With the enormous number of conflicts all over the world, the situation for refugees is becoming increasingly serious. Many refugee camps cannot handle the rising numbers of people seeking shelter.  As stated by the United Nations High Commissioner for Refugees (UNHCR), there are 51.2 million forcibly displaced people, and 16.7 million refugees have had to leave their native countries.  Therefore camps often struggle to provide humane conditions. Often even basic necessities like lighting and electricity cannot be provided in refugee camps, which can also make it very difficult to arrange social gatherings in which solutions to the current situation can be discussed. Furthermore, access to education for children is also limited. When days end at sunset, there is less time for them to study. Yet education is the major key to development. There is a need for social investment to provide an environment where refugees can find innovative solutions to their problems.

Many companies as well as governments are in a position to offer this social investment, which indeed can form part of CSR strategies in general and contribute to the development of a socially sustainable world. The partnership of the IKEA Foundation and the UNHCR is a good example of social investment as part of CSR. Until the end of March 2015, IKEA is conducting its 2nd annual social investment campaign, donating £1 for each light bulb sold. This money is used to install solar street lights and provide solar lanterns for refugees. The focus of this campaign is on camps in Jordan, Chad and the Sudan, where quality of life is seriously affected by the absence of light and electricity. People traumatized by the horrors of war are especially sensitive to the dark, and therefore providing light as part of a social investment strategy can create an environment that enables refugees to harness their creativity.

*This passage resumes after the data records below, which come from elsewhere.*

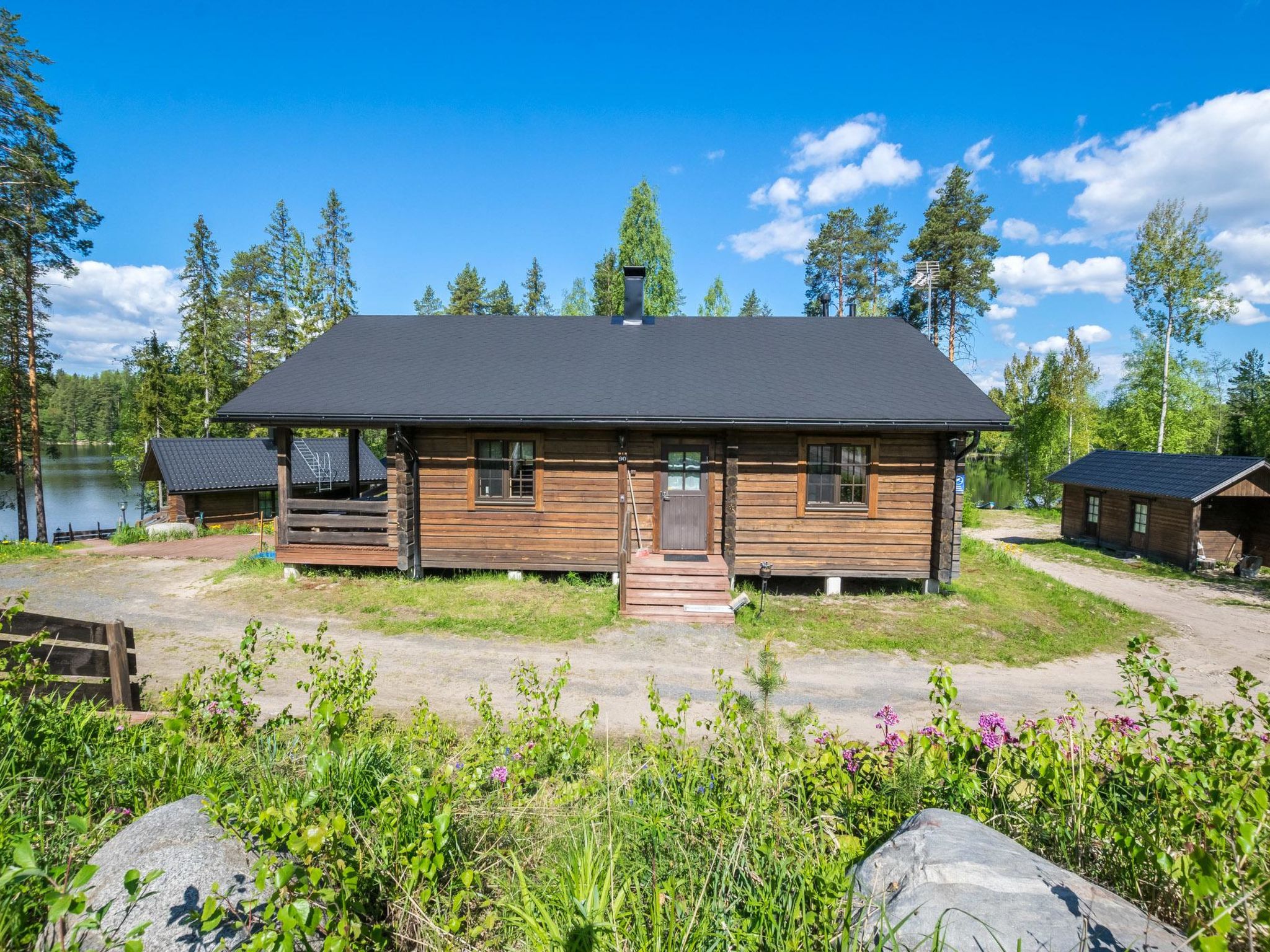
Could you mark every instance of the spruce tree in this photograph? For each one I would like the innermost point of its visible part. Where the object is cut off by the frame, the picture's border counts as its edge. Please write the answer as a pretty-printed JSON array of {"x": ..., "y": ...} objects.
[
  {"x": 247, "y": 289},
  {"x": 205, "y": 333},
  {"x": 282, "y": 325},
  {"x": 836, "y": 253},
  {"x": 606, "y": 284},
  {"x": 333, "y": 263},
  {"x": 753, "y": 306},
  {"x": 717, "y": 302},
  {"x": 430, "y": 302},
  {"x": 466, "y": 293},
  {"x": 575, "y": 302},
  {"x": 536, "y": 300},
  {"x": 500, "y": 300},
  {"x": 953, "y": 235},
  {"x": 878, "y": 236},
  {"x": 1176, "y": 286},
  {"x": 642, "y": 240}
]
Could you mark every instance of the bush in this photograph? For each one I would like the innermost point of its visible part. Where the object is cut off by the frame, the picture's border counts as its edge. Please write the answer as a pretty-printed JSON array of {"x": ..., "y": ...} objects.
[{"x": 735, "y": 831}]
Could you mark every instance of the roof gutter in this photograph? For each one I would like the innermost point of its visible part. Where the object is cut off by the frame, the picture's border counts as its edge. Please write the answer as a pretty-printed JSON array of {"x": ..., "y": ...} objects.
[{"x": 752, "y": 421}]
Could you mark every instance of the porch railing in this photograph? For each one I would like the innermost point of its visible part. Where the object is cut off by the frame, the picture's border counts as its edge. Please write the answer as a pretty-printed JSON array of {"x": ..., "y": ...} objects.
[{"x": 337, "y": 522}]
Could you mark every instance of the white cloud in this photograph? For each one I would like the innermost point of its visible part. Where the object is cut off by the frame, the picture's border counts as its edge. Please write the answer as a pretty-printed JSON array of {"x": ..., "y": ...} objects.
[
  {"x": 813, "y": 151},
  {"x": 978, "y": 157},
  {"x": 883, "y": 165},
  {"x": 1023, "y": 281},
  {"x": 1213, "y": 152},
  {"x": 103, "y": 311},
  {"x": 783, "y": 235}
]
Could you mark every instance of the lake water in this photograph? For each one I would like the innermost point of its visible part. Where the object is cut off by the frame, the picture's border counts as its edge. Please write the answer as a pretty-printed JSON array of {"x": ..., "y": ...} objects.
[{"x": 81, "y": 490}]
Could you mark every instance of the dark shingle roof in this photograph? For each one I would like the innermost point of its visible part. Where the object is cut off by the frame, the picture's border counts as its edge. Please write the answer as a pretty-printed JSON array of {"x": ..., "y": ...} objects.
[
  {"x": 455, "y": 368},
  {"x": 1176, "y": 475},
  {"x": 192, "y": 465}
]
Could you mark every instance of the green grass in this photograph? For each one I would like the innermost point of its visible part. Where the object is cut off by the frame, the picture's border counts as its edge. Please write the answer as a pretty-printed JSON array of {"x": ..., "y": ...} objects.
[
  {"x": 20, "y": 551},
  {"x": 998, "y": 611},
  {"x": 482, "y": 604}
]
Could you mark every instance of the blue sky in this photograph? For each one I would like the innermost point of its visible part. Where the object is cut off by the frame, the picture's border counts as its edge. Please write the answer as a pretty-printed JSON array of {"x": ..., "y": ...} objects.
[{"x": 491, "y": 134}]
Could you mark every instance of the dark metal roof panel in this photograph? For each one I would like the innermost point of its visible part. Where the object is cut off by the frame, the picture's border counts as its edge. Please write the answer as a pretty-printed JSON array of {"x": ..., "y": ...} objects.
[
  {"x": 1189, "y": 477},
  {"x": 195, "y": 465},
  {"x": 710, "y": 369}
]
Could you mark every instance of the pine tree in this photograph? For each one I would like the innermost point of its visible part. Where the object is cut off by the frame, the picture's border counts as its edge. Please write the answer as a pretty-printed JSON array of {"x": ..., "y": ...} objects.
[
  {"x": 606, "y": 286},
  {"x": 42, "y": 221},
  {"x": 500, "y": 300},
  {"x": 247, "y": 289},
  {"x": 333, "y": 263},
  {"x": 878, "y": 238},
  {"x": 836, "y": 253},
  {"x": 282, "y": 324},
  {"x": 717, "y": 302},
  {"x": 430, "y": 302},
  {"x": 953, "y": 235},
  {"x": 575, "y": 302},
  {"x": 536, "y": 300},
  {"x": 466, "y": 293},
  {"x": 1248, "y": 427},
  {"x": 205, "y": 333},
  {"x": 1176, "y": 284},
  {"x": 642, "y": 240},
  {"x": 753, "y": 307}
]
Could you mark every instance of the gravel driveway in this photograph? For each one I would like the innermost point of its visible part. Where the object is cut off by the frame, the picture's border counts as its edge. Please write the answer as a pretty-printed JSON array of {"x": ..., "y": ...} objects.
[{"x": 182, "y": 621}]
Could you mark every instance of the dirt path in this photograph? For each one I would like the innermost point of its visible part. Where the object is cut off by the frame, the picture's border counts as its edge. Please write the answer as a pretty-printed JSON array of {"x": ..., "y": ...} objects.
[
  {"x": 182, "y": 624},
  {"x": 1213, "y": 638}
]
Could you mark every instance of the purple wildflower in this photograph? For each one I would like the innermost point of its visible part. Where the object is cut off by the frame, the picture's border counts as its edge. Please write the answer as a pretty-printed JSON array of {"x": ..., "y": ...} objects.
[{"x": 888, "y": 718}]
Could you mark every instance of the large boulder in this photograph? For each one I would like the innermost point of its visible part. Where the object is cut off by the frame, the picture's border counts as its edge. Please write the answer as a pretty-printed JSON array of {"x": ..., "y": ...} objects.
[
  {"x": 981, "y": 890},
  {"x": 193, "y": 853},
  {"x": 172, "y": 530}
]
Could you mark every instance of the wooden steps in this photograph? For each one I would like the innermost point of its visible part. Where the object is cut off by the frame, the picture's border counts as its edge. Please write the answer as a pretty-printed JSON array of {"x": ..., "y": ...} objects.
[{"x": 672, "y": 591}]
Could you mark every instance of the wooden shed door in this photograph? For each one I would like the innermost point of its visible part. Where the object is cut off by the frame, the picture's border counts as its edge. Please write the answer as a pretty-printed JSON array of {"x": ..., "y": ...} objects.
[{"x": 685, "y": 519}]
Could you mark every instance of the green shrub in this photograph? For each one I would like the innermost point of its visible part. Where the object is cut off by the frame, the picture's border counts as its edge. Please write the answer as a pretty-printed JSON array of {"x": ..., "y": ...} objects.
[{"x": 533, "y": 832}]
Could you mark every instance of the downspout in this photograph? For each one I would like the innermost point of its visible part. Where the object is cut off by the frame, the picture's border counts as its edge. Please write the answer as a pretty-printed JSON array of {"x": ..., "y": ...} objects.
[{"x": 415, "y": 555}]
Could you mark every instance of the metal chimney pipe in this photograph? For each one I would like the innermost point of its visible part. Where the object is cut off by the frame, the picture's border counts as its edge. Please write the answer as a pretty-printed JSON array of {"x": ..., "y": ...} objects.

The initiative simultaneously reduces the risk of crime and sexual violence; unfortunately unlit streets are still a dangerous environment for women in all parts of the world, and stressful situations such as those in the camps increase the likelihood of violence. By installing solar street lights, refugee camps can become safer places. IKEA’s social investment scheme is thus also attempting to improve access to education for young women and girls, and in this way contributes to women’s empowerment. A society to which people can contribute regardless of their gender or sexual orientation fosters innovation and diversity, and these, it is recognized, are drivers of development. Therefore by enabling activities after sunset, this social investment initiative helps families to make a living.  As the average time people have to spend in these camps is 17 years, making the experience as humane as possible is a positive social step and one seen by many to be obligatory. The IKEA Foundation is the largest private donor of the UNHCR.

Apart from donating money, IKEA also cooperates with the UNHCR to share its knowledge in logistics, packaging and design. This knowledge can be of great value for developing new refugee camps. The installation of renewable energy sources in the camps is also one of the elements of IKEA’s social investment. In general, IKEA tries to provide refugees with a more humane environment, thereby assisting them to develop ways to improve their current situation.